The town I grew up in was chock full of Norwegians who attended various Lutheran churches, but not many Catholics. My little Catechism class had 5 small pupils–2 girls and 3 boys. We were 6 years old.
Our teacher was an unmarried, middle-aged woman who sang in the church choir (she WAS the church choir) and acted very pious during Mass and during every other moment of her life, as far as we knew. She wore modest gray clothes, had gray hair, did not wear makeup, never smiled, was stiff in front of children, looked at her pupils like we were unkempt heathens . . . and she was apparently a good Catholic for all these reasons. Catechism lessons were not fun.

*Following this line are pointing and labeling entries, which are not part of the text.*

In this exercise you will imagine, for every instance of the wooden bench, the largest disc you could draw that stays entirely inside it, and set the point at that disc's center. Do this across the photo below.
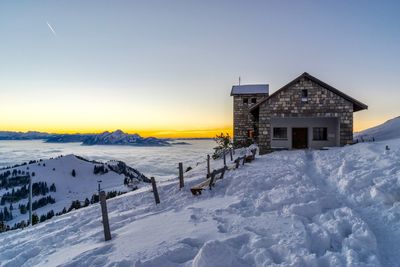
(210, 182)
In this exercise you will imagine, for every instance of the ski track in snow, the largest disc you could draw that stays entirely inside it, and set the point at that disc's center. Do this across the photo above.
(338, 207)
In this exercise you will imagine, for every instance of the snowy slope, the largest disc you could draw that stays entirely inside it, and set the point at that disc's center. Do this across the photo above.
(68, 188)
(339, 207)
(385, 131)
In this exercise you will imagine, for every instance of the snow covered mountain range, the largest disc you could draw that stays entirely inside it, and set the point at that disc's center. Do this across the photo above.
(59, 181)
(385, 131)
(117, 137)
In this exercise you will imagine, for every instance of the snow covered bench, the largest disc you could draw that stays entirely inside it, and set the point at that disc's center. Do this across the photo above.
(196, 190)
(250, 158)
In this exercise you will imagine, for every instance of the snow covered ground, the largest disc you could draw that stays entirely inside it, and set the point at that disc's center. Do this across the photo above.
(68, 187)
(339, 207)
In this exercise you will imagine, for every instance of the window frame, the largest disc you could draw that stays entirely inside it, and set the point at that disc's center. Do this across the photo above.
(285, 135)
(322, 135)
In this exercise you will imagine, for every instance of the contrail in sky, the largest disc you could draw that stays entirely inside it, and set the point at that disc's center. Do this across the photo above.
(51, 28)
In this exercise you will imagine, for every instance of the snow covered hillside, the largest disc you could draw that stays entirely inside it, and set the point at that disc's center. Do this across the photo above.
(60, 180)
(339, 207)
(385, 131)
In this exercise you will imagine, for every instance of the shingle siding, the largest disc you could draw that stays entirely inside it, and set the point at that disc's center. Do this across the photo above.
(243, 120)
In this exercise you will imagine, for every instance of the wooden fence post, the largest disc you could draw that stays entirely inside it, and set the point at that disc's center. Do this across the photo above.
(104, 215)
(155, 191)
(224, 158)
(208, 166)
(181, 182)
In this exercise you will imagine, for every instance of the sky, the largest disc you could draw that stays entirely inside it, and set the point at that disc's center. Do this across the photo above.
(165, 68)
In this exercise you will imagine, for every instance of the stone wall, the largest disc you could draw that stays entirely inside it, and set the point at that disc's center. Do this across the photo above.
(320, 103)
(243, 120)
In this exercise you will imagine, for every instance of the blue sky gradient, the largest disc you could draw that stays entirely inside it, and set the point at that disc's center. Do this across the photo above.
(153, 66)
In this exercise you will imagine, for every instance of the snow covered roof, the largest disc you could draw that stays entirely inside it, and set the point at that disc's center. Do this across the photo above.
(250, 89)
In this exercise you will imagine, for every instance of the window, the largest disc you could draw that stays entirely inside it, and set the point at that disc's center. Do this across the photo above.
(279, 133)
(320, 134)
(304, 95)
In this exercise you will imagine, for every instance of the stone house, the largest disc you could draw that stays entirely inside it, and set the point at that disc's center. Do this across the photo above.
(305, 113)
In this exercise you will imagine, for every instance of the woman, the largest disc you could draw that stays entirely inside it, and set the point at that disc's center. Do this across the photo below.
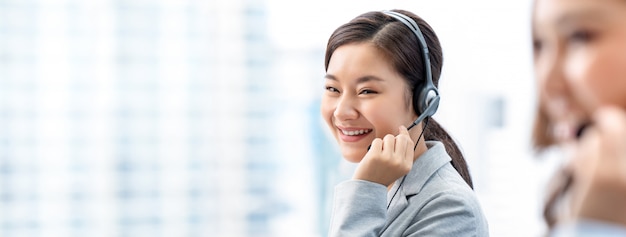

In kindergarten Catechism the previous year, we had colored, played, and learned a little about priests, nuns, and God. (I don’t remember Jesus coming into the discussion, but I can’t be sure.) Our teacher, Mrs. V., was a sweet lady who seemed to like small children and spending time with us. She clearly enjoyed her church and wanted us to associate our church with happiness and security and comfort, too.
But in first grade Catechism, we were 6 years old, so there were no games, no smiling, no coloring, no arts & crafts, and no joy in religion, but there were certainly mysteries to be pondered. For instance, we learned that almost all people are going to hell, including ourselves.
I learned this when our teacher, Miss M., asked us one day, craftily, “How many people in this room do you suppose will go to heaven?”
I looked around the room. There was just our pious teacher and us little first graders. I distinctly remember thinking that we were only little kids and we hadn’t really had time to damn ourselves to hell yet.
But the question seemed like a trick. “All of us” seemed too easy. I stayed quiet and so did my 4 classmates.
So Miss M. told us the answer: “Maybe one?”
I looked around again.
Miss M. said, “it’s really hard to get to heaven.”
That’s when I realized the “one” was obviously Miss M. and that the rest of us little bastards were going to hell.
It sounds trivial, doesn’t it. An angry, repressed Catholic spinster scaring a bunch of little kids into thinking they’re damned before they’ve even had a chance to grow up and do anything fun or awful enough to get damned for. But it made a big impression on me. I count this episode as the beginning of the end of my experience as a Catholic.
If I’m in the right mood, it sort of makes me laugh, too. I’ve told this story over beers through the years and I always get a good response. People hoot and holler over its absurdity.
In conclusion, I can only infer that Miss. M. had a case of the Mean Woman Blues. In her honor, I post this slightly provocative and always eye-catching photo, and imagine her consternation if she learned what a sacreligious, enthusiastic atheist I grew up to be.